= Murder of Simonetta Lamberti =

1982 child murder in Italy

The murder of Simonetta Lamberti took place in Cava de' Tirreni, Italy, on 29 May 1982. The victim, the 11-year-old daughter of magistrate Alfonso Lamberti (1937–2015), was killed during an attack targeting her father, at the time prosecutor of Sala Consilina.

The crime is remembered as the first in a series involving innocent victims in organized crime struggles in the 1980s.

== Murder ==
Simonetta Lamberti, born in Naples on 21 November 1970, was the daughter of magistrate Alfonso Lamberti, prosecutor of Salerno and later of Sala Consilina, engaged in the fight against kidnappings and, therefore, in the fight against the Camorra. Due to his investigative activities against organized crime he was under police protection.

On 29 May 1982 Lamberti and his daughter traveled from Cava de 'Tirreni, where he lived, to the adjacent Vietri sul Mare, to spend a few hours on the beach. On the way back, a few hundred meters from the entrance to Cava de' Tirreni, the magistrate's car was flanked by another vehicle from which numerous gunshots were fired that inflicted non-life-threatening wounds on the magistrate. His daughter, asleep in the back seat, was shot in the head and killed almost instantly.

== Investigation ==
The investigation into Simonetta Lamberti's murder focused almost immediately on her father's activity as a magistrate, placing the murder in the framework of Camorra activities.

As a result of the investigation, in 1987 the Court of Assizes of Salerno sentenced Francesco Apicella to life imprisonment based on eyewitness testimony.
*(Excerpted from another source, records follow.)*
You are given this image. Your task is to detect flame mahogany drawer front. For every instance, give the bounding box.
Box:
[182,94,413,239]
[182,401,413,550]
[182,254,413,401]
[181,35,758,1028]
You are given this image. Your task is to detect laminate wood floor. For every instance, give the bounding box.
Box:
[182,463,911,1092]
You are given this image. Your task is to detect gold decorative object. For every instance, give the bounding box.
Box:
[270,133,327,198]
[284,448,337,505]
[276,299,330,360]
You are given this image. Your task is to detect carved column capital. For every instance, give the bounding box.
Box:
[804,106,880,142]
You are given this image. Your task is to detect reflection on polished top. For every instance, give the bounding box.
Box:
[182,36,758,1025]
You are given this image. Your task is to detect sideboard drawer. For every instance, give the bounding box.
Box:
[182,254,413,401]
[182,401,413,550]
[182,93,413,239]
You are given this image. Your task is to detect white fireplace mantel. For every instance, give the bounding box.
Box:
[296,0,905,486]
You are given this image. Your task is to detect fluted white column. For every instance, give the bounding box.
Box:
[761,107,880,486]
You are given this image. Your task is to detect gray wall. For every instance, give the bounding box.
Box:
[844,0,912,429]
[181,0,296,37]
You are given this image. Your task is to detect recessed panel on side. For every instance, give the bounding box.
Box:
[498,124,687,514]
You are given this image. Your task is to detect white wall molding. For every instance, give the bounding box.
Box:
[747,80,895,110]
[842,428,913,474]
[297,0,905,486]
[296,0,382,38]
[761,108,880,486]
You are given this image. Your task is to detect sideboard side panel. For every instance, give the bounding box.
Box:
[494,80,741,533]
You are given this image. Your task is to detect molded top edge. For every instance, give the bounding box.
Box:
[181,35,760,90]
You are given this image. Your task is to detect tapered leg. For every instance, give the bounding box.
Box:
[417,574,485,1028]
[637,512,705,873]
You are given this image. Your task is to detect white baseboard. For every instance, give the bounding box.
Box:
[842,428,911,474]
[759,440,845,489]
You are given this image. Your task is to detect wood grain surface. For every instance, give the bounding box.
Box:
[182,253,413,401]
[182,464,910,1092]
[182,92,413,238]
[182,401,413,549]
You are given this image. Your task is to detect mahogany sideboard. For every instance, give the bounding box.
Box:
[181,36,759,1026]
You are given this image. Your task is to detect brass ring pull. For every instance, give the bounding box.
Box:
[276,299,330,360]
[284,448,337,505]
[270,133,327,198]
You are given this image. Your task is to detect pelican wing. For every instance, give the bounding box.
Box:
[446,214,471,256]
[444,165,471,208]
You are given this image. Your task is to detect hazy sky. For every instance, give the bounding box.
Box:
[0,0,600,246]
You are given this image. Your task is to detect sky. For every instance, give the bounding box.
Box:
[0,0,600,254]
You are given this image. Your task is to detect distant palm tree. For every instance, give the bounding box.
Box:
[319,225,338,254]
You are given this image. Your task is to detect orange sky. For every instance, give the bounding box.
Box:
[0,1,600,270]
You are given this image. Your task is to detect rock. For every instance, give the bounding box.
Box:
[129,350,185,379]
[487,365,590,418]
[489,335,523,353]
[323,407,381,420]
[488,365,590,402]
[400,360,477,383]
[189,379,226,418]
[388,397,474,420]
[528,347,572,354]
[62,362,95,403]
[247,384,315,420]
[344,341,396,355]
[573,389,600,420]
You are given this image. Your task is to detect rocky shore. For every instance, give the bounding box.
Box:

On 18 April 1988, the day of sentencing, based on the non-credibility of the pentiti who had testified, the Court of Appeal of Salerno, presided over by Mario Consolazio, acquitted Salvatore Di Maio and Carmine Di Girolamo of the murder.

On 18 May 1993, the victim's father, Judge Alfonso Lamberti, was arrested on the basis of statements made by the pentito Pasquale Galasso, in which Lamberti was defined as "organic to the Camorra". According to Galasso's statements, Lamberti favored Carmine Alfieri and Galasso himself, issuing sentences that annulled "personal and patrimonial prevention measures" against them. In July of the same year, Alfonso Lamberti attempted suicide in prison. Later the accusations against the judge turned out to be unfounded and Lamberti was released.
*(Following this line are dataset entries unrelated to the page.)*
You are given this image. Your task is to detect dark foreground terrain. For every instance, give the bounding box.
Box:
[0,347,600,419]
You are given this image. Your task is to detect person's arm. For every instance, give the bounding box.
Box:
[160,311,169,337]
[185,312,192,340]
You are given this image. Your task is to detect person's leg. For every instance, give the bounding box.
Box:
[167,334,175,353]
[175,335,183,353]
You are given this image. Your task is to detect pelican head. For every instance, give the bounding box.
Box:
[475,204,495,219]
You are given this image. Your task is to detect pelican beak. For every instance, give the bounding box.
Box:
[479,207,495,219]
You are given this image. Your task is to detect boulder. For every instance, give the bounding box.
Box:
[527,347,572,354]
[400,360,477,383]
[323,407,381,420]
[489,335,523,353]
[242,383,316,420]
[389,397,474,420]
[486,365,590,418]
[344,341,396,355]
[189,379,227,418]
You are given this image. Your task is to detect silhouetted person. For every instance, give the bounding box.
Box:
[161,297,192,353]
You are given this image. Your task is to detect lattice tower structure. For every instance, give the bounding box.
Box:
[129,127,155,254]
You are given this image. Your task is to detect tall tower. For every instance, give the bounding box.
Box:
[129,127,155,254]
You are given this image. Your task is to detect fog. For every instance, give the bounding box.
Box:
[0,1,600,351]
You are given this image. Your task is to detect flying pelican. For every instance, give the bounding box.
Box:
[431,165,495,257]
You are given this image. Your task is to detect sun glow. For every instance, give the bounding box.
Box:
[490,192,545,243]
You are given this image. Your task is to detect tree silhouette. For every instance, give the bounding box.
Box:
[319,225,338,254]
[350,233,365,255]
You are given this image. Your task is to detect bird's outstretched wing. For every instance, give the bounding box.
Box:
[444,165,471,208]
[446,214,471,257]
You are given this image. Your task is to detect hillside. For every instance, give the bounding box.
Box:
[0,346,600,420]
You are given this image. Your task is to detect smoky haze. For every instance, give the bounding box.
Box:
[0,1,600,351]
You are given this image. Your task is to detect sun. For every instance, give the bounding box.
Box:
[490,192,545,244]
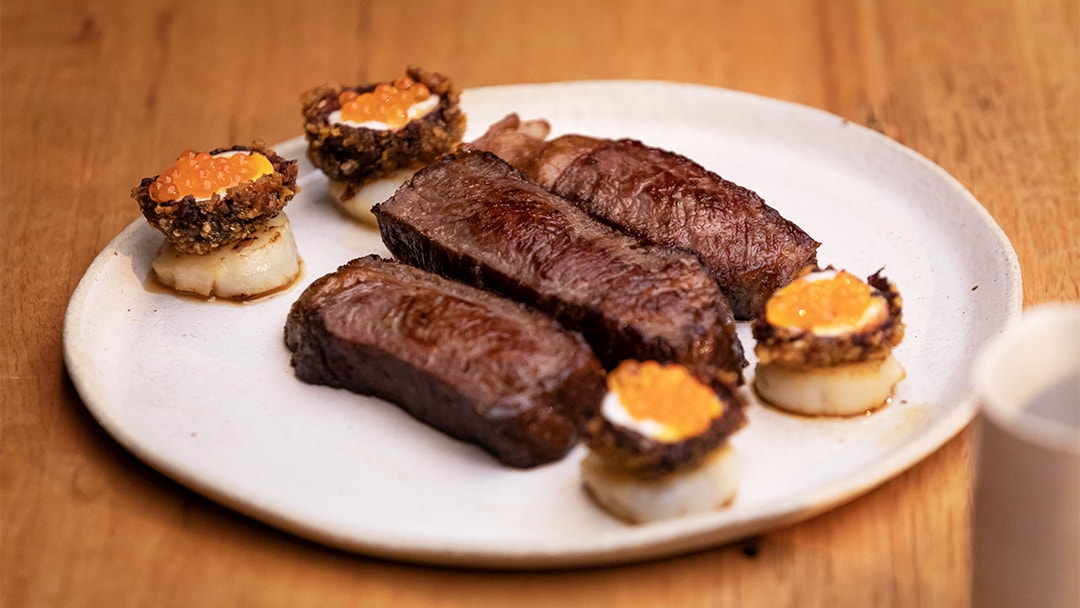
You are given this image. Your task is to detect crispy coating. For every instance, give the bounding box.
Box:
[300,67,465,200]
[752,270,904,369]
[132,143,300,255]
[584,369,746,479]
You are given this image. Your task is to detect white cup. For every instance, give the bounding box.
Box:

In 2006, the writer Roberto Saviano identified Raffaele Cutolo as the instigator of the murder of Simonetta Lamberti in his book, Gomorrah. The NCO boss denied the charges from Novara prison, suing Saviano over his allegations. The Court of Trento rejected Raffaele Cutolo's charges against Saviano.

The investigation into Simonetta Lamberti's murder was reopened in the first week of November 2011, based on revelations by Antonio Pignataro, a confessed offender. Pignarato allegedly participated in the planning of the attack on Judge Lamberti, which was carried out by four other people, on behalf of Salvatore Di Maio. According to Pignataro, the car used for the ambush, a white Fiat 127, was sold to the attackers by Giovanni Gaudio, who was now under investigation.

On 5 November 2019, Pignataro was released from prison and subjected to an injunction to stay; he had received a sentence of 30 years in prison.

== Legacy ==
The acute impression created by Simonetta Lamberti's murder was immediately symbolized by a monument erected in her honor in Cava de 'Tirreni, very shortly after the crime. The monument, a broken marble stone, made thanks to a spontaneous subscription of the citizenry, was later removed for some public works and could only be restored after about ten years. To this day it is visible in the city park that runs along Via Marcello Garzia.

On 2 April 1983, the Stadio di Cava de' Tirreni and the library of the "Museum of the Sea" of Naples, Bagnoli were named after Simonetta Lamberti. A square in the municipality of Cautano, a town in the province of Benevento, is also dedicated to her.

On 29 May 1984, the President of Italy, Sandro Pertini, visiting Cava de' Tirreni, unveiled a plaque in memory of the child in the school library.

On 21 November 2018, the "Largo Simonetta Lamberti" was dedicated in the city of Naples by the Mayor of Naples, Luigi de Magistris, near Piazza Giovanni Bovio. At the center of "Largo Simonetta Lamberti", an olive tree was also planted as a symbol of peace and in conjunction with the National Day of the Tree.

Simonetta Lamberti is remembered every year on 21 March on the "Day of Remembrance and Commitment" of Libera, the network of associations against the Mafia, which on this date reads the list of names of victims of the Mafia and Mafia phenomena.